気持ちはわからないでもない。俺も咲との初デートでは死ぬほどかっこつけた服着ていったのに会話すらまともにできなかったものだ。そういえば咲にそんな様子はなかったな。まぁ大樹と行くとこまで行ってるんだからデートなんかで緊張するわけないか。
なんて話はどうでもいい。所詮は消え去った過去の出来事。ここからは、俺と忍さんの未来の話だ。
「ごめん、もうちょっと待ってて。あと少しでシフト終わるから」
焼きそばをまとめながらそう言うと、遠巻きに俺の動画を撮っていた他校の女子たちが黄色い悲鳴を上げた。中には本当の悲鳴も混ざっている気がするが。

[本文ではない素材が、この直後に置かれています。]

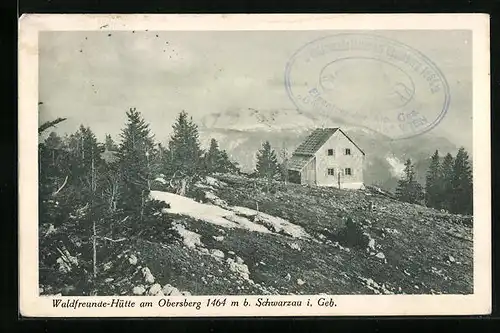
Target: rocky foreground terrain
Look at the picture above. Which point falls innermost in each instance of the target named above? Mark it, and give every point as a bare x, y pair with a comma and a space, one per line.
240, 237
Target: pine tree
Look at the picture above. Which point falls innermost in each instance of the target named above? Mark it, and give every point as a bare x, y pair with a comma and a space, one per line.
461, 184
446, 182
267, 163
212, 157
284, 163
409, 190
184, 152
109, 144
225, 163
134, 154
217, 160
433, 183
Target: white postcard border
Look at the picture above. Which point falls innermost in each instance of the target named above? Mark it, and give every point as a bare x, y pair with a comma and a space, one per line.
33, 305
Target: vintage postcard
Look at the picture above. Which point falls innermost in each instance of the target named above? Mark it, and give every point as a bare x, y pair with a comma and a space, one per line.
254, 165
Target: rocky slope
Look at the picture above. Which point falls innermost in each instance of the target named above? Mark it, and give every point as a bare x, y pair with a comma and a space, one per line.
238, 238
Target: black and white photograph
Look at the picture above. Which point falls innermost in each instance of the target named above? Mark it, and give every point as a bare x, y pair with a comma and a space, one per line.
287, 162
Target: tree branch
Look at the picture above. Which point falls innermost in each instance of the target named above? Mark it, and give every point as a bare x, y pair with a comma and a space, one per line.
113, 240
60, 188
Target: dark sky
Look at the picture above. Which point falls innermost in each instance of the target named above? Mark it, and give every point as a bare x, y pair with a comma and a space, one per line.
93, 77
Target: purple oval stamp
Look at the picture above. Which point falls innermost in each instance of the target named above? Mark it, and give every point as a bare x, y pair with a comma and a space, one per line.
370, 81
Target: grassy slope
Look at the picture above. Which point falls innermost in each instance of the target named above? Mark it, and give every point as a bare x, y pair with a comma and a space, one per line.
417, 254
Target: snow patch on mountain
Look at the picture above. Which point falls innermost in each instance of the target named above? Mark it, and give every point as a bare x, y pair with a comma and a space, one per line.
250, 119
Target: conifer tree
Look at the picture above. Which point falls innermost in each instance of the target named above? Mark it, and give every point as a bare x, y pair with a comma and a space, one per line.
109, 144
212, 157
267, 163
409, 190
446, 182
433, 183
225, 163
135, 151
217, 160
461, 184
184, 152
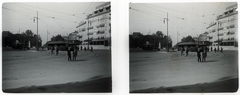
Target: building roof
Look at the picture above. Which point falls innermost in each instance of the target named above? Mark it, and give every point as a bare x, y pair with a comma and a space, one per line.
189, 43
56, 42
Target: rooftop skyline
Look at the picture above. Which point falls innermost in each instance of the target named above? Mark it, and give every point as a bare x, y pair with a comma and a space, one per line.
185, 18
56, 18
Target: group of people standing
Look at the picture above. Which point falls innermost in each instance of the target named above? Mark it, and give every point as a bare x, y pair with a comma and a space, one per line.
72, 53
56, 48
202, 54
186, 49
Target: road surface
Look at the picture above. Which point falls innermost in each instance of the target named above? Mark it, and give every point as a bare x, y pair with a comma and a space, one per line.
32, 68
150, 69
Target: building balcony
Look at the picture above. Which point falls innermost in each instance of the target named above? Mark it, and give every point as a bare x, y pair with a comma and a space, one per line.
232, 26
102, 25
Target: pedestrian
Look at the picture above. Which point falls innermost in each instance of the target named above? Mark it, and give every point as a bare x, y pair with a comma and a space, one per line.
205, 56
52, 48
75, 53
57, 49
85, 49
186, 51
181, 51
91, 49
202, 56
199, 55
69, 53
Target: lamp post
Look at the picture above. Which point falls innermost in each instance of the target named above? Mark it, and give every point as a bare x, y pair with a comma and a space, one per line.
88, 32
167, 32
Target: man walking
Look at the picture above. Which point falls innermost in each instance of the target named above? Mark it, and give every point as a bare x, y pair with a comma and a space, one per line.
69, 54
199, 55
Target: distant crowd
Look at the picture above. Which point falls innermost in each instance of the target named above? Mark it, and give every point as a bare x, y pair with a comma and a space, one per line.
201, 52
72, 51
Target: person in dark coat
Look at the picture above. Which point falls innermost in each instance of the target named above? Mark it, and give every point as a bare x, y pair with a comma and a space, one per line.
52, 49
85, 48
91, 49
181, 51
75, 53
69, 54
199, 55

「まさか光輝くん光ちゃんじゃない別の女の子狙ってるんじゃないの!?」
「それって光ちゃん知ってるのかな!?」
「知ってるからこの前片想いだったっていう動画出したんだよ!」
「うそ! じゃあ三角関係だ!」
焼ける鉄板にも負けない噂話が耳に届いてくるが、答えることはしない。これが光が狙っていた展開なのだろう。だったら俺も演者として演じ続けるだけだ。
「忍さん、これ俺の奢り。気に入ったらいつでも出せるから言ってね」
「あ、ありが……」
「きゃーーーーーーーー!」
……と思ったが、声も聞こえないくらい叫ばれるとさすがにうざったい。どうしてこの年頃の女子は馬鹿みたいな声出すんだろうな。
「美味しい! 光輝くん料理上手いんだね!」
「ふっ、キッチン歴7年一人暮らし歴8年だぞ」
「光輝くん……珍しいね、そういう冗談言うなんて。も、もしかして……緊張してる……?」
「そ……そうなんだよ……」
やっば、最近未来人2人とばっか話してたからつい10年後が出てきてしまった。いや……実際緊張しているのかもしれない。大人になってもこういうのに慣れないのは良いことなのか悪いことなのか。
「よし、そろそろ上がるか。じゃあみんな、悪いけどここからはプライベートだから」
「きゃーーーーーーーー!」
「ほんとごめんね! 午後から光と一緒に動画撮るからその時また見に来て!」
「きゃーーーーーーーー!」
そしてこういうのに慣れたのは、まぁあまり良くないことなのだろう。大多数に向ける感情は、人の数だけぼやけてくる。でも考えてみれば当然の話だ。目の前の大切な人1人にすら、どういう感情を向ければいいのかわからないのだから。
「じゃあ楽しもうか。高校最後の文化祭」
「ひゃっ……ひゃい!」
手持無沙汰だった忍さんの左手に指を絡めてそう促す。俺と忍さん。2人の未来が決まる祭が始まった。